2.1.1 Huberized Hinge loss

Plot on a same plot, with different colors, the misclassification error loss, the (regular) hinge loss, and the huberized hinge loss.


In [1]:
%matplotlib inline

import matplotlib
import numpy as np
import matplotlib.pyplot as plt
from sklearn import preprocessing
from sklearn.datasets import make_blobs
from sklearn.svm import LinearSVC

In [2]:
x = np.linspace(-2.0, 2.0, num=100)

In [3]:
def huberizedHingeLoss(x, h):
    if x > 1+h:
        return 0
    elif abs(1-x) <= h:
        return ((1+h-x)**2)/(4*h)
    else:
        return 1-x

def hingeLoss(x):
    return max([0, 1-x])

def misclassLoss(x):
    return 1 if x <= 0 else 0

In [4]:
hub, = plt.plot(x, [huberizedHingeLoss(i, 0.5) for i in x], 'b-', label='Huberized Hinge Loss')
hinge, = plt.plot(x, [hingeLoss(i) for i in x], 'k-', label='Hinge Loss')
mis, = plt.plot(x, [misclassLoss(i) for i in x], 'r-', label='Misclassification Error Loss')
plt.legend(handles=[hub,hinge,mis], loc=0)
plt.ylabel('Loss value')
plt.xlabel('Model output')


Out[4]:
<matplotlib.text.Text at 0x7ff96c5f9f50>

Explain how the huberized hinge loss relates to the regular hinge loss and to the misclassification error loss.

Well, Huberized Hinge Loss is a smooth version of Hinge Loss that is differentiable everywhere.
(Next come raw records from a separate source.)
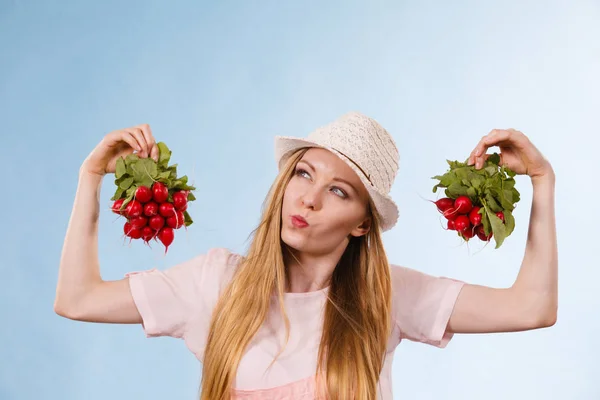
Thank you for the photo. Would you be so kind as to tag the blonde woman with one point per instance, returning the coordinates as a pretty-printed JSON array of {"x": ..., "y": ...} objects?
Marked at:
[{"x": 314, "y": 309}]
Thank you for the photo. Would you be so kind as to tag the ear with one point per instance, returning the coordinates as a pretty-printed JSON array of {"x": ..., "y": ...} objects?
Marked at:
[{"x": 362, "y": 229}]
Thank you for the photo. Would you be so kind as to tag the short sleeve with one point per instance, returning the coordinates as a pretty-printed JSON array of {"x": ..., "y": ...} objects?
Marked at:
[
  {"x": 168, "y": 300},
  {"x": 423, "y": 305}
]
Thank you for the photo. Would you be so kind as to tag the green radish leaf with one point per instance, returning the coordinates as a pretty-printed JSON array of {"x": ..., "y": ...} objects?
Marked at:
[
  {"x": 491, "y": 202},
  {"x": 509, "y": 221},
  {"x": 491, "y": 170},
  {"x": 472, "y": 193},
  {"x": 164, "y": 155},
  {"x": 457, "y": 189},
  {"x": 120, "y": 168},
  {"x": 126, "y": 183},
  {"x": 485, "y": 220},
  {"x": 164, "y": 175}
]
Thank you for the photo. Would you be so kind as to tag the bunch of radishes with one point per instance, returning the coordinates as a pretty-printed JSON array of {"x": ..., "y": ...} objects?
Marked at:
[
  {"x": 152, "y": 198},
  {"x": 150, "y": 215},
  {"x": 464, "y": 217},
  {"x": 478, "y": 202}
]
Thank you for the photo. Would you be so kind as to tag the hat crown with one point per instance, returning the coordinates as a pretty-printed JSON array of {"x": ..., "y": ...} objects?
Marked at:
[{"x": 366, "y": 143}]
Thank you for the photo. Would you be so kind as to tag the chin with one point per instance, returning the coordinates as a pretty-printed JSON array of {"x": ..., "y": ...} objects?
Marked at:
[{"x": 294, "y": 239}]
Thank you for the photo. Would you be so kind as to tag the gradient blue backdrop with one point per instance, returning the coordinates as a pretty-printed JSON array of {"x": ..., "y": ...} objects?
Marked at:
[{"x": 216, "y": 83}]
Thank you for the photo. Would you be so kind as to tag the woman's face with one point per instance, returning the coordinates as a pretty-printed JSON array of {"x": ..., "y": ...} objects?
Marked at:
[{"x": 329, "y": 195}]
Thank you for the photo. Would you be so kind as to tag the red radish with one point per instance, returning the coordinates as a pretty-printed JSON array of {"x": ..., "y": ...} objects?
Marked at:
[
  {"x": 180, "y": 201},
  {"x": 444, "y": 204},
  {"x": 156, "y": 222},
  {"x": 166, "y": 209},
  {"x": 451, "y": 213},
  {"x": 135, "y": 233},
  {"x": 139, "y": 222},
  {"x": 166, "y": 236},
  {"x": 143, "y": 194},
  {"x": 127, "y": 228},
  {"x": 451, "y": 225},
  {"x": 150, "y": 209},
  {"x": 480, "y": 231},
  {"x": 462, "y": 223},
  {"x": 116, "y": 208},
  {"x": 133, "y": 209},
  {"x": 500, "y": 215},
  {"x": 160, "y": 193},
  {"x": 463, "y": 204},
  {"x": 474, "y": 216},
  {"x": 148, "y": 233},
  {"x": 176, "y": 221}
]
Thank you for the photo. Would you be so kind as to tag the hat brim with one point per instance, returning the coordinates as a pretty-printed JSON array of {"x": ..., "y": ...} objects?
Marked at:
[{"x": 387, "y": 209}]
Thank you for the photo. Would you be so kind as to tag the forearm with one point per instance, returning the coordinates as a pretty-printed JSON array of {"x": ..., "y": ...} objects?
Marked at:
[
  {"x": 537, "y": 280},
  {"x": 79, "y": 267}
]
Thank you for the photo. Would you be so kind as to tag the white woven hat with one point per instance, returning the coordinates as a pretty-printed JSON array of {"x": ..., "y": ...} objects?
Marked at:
[{"x": 363, "y": 144}]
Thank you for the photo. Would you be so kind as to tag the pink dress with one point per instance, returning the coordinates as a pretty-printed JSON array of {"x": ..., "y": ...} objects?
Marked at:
[{"x": 178, "y": 302}]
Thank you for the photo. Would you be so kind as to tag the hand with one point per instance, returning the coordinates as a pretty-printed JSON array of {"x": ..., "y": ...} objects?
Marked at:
[
  {"x": 516, "y": 152},
  {"x": 120, "y": 143}
]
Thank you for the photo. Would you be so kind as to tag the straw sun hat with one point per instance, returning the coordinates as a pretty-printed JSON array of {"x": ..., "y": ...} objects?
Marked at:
[{"x": 367, "y": 148}]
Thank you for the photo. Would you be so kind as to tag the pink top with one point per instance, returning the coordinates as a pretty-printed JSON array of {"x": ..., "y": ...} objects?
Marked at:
[{"x": 178, "y": 302}]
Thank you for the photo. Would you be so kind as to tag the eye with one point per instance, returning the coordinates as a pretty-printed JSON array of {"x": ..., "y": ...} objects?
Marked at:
[
  {"x": 343, "y": 194},
  {"x": 300, "y": 172}
]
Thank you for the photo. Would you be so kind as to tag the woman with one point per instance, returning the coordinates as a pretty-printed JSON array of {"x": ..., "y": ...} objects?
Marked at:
[{"x": 313, "y": 309}]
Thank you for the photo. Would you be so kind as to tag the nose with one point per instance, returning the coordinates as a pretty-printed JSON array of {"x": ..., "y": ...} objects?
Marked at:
[{"x": 311, "y": 199}]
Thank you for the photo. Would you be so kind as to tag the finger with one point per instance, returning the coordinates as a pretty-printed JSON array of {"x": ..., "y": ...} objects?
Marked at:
[
  {"x": 495, "y": 137},
  {"x": 139, "y": 137},
  {"x": 150, "y": 142},
  {"x": 155, "y": 153},
  {"x": 128, "y": 138}
]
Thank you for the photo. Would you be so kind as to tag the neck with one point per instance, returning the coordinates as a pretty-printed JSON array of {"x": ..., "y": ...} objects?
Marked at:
[{"x": 307, "y": 272}]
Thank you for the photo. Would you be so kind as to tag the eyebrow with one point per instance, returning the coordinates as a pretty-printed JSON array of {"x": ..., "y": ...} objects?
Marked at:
[{"x": 335, "y": 178}]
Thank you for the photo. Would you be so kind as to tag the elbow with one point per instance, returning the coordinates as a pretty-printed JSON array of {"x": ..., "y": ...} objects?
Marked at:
[
  {"x": 60, "y": 309},
  {"x": 549, "y": 318},
  {"x": 65, "y": 308},
  {"x": 545, "y": 317}
]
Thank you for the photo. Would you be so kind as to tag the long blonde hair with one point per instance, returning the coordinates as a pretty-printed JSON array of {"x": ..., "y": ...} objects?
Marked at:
[{"x": 356, "y": 323}]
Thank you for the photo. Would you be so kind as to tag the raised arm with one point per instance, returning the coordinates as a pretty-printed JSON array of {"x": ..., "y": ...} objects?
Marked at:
[
  {"x": 532, "y": 301},
  {"x": 81, "y": 294}
]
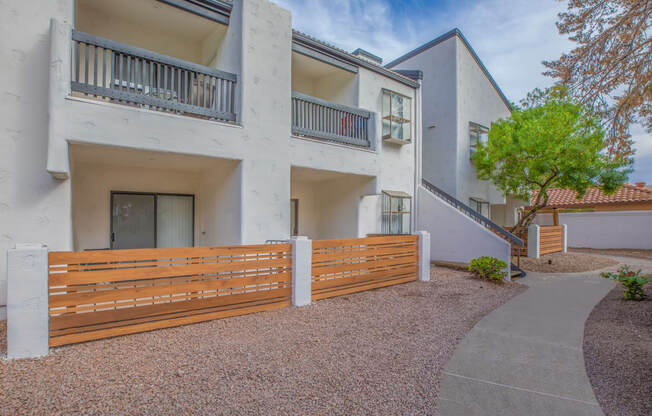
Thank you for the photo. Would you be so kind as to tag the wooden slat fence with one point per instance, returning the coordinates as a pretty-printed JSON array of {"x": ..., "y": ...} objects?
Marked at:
[
  {"x": 550, "y": 239},
  {"x": 101, "y": 294},
  {"x": 340, "y": 267}
]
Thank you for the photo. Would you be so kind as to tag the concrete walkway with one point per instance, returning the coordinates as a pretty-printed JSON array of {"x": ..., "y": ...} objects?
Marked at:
[{"x": 525, "y": 358}]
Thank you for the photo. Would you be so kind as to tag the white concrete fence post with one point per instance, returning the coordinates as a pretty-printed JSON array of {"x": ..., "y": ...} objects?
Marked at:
[
  {"x": 533, "y": 240},
  {"x": 27, "y": 301},
  {"x": 424, "y": 255},
  {"x": 301, "y": 271}
]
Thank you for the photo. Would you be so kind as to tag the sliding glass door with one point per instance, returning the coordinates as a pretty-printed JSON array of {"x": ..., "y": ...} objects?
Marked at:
[{"x": 147, "y": 220}]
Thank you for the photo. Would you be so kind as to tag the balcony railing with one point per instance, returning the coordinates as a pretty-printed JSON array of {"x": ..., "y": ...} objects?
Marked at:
[
  {"x": 126, "y": 74},
  {"x": 318, "y": 118}
]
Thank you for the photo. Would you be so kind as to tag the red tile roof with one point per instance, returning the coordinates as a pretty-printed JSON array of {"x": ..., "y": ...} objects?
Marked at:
[{"x": 627, "y": 194}]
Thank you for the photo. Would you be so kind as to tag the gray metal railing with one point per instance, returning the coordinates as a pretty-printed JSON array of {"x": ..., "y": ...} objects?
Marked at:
[
  {"x": 322, "y": 119},
  {"x": 109, "y": 69},
  {"x": 470, "y": 212}
]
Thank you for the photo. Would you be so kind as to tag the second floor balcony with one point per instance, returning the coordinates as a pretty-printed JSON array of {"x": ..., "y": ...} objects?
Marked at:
[
  {"x": 153, "y": 55},
  {"x": 113, "y": 71},
  {"x": 314, "y": 117}
]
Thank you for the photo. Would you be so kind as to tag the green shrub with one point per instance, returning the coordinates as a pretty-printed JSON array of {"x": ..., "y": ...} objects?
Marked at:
[
  {"x": 632, "y": 282},
  {"x": 489, "y": 268}
]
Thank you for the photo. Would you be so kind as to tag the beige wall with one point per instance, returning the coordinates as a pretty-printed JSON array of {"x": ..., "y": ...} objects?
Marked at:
[
  {"x": 330, "y": 209},
  {"x": 216, "y": 190}
]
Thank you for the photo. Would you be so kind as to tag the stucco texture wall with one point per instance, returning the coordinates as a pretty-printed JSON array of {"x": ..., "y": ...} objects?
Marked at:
[
  {"x": 34, "y": 207},
  {"x": 439, "y": 113},
  {"x": 216, "y": 190},
  {"x": 454, "y": 236},
  {"x": 605, "y": 229}
]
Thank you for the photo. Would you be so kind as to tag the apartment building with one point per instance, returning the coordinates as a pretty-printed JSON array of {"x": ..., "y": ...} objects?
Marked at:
[
  {"x": 460, "y": 101},
  {"x": 171, "y": 123}
]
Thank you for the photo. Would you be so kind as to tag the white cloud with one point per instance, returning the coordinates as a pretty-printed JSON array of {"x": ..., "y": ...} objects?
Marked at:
[{"x": 512, "y": 37}]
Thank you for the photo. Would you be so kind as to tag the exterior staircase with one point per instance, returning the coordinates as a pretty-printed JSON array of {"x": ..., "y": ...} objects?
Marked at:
[{"x": 515, "y": 242}]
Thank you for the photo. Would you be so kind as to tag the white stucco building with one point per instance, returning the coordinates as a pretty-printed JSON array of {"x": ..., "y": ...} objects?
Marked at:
[
  {"x": 464, "y": 215},
  {"x": 162, "y": 123},
  {"x": 460, "y": 101}
]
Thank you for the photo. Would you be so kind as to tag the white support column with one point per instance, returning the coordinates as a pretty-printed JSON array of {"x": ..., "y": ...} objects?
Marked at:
[
  {"x": 58, "y": 164},
  {"x": 533, "y": 240},
  {"x": 301, "y": 271},
  {"x": 424, "y": 255},
  {"x": 27, "y": 301}
]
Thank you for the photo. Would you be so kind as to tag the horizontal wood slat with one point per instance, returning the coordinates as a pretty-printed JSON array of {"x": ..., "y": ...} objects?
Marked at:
[
  {"x": 550, "y": 239},
  {"x": 100, "y": 294},
  {"x": 57, "y": 341},
  {"x": 352, "y": 265}
]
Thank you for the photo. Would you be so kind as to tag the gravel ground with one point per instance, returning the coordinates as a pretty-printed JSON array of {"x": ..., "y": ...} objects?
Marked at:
[
  {"x": 618, "y": 354},
  {"x": 377, "y": 352},
  {"x": 618, "y": 252},
  {"x": 565, "y": 263}
]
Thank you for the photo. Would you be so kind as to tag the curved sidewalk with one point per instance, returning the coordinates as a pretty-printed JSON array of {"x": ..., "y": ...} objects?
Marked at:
[{"x": 525, "y": 358}]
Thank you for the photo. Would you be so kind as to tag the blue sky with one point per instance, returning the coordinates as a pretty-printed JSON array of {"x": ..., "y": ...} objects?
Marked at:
[{"x": 511, "y": 37}]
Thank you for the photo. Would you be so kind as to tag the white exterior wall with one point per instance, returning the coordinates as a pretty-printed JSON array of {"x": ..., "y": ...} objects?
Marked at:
[
  {"x": 478, "y": 102},
  {"x": 331, "y": 209},
  {"x": 605, "y": 229},
  {"x": 34, "y": 207},
  {"x": 41, "y": 119},
  {"x": 92, "y": 21},
  {"x": 455, "y": 92},
  {"x": 261, "y": 143},
  {"x": 506, "y": 215},
  {"x": 216, "y": 191},
  {"x": 439, "y": 114},
  {"x": 454, "y": 236}
]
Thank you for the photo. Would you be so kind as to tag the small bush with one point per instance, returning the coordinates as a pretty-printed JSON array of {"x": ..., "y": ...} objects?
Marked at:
[
  {"x": 489, "y": 268},
  {"x": 632, "y": 282}
]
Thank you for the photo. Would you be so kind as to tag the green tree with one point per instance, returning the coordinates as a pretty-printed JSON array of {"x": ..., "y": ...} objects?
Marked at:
[{"x": 549, "y": 141}]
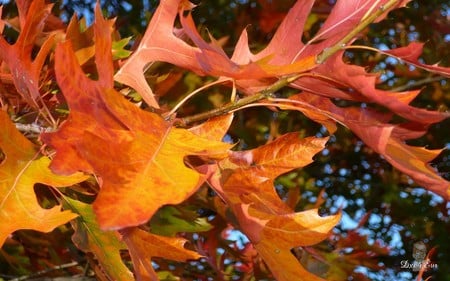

As can be seen in the plot, Hinge Loss and Huberized Hinge Loss give loss even when the function output is less than 1. Misclassification Error Loss only acts after the function output falls below 0.

Write a mathematical proof that the huberized hinge loss is differentiable (hint: the huberized hinge loss is defined piecewise).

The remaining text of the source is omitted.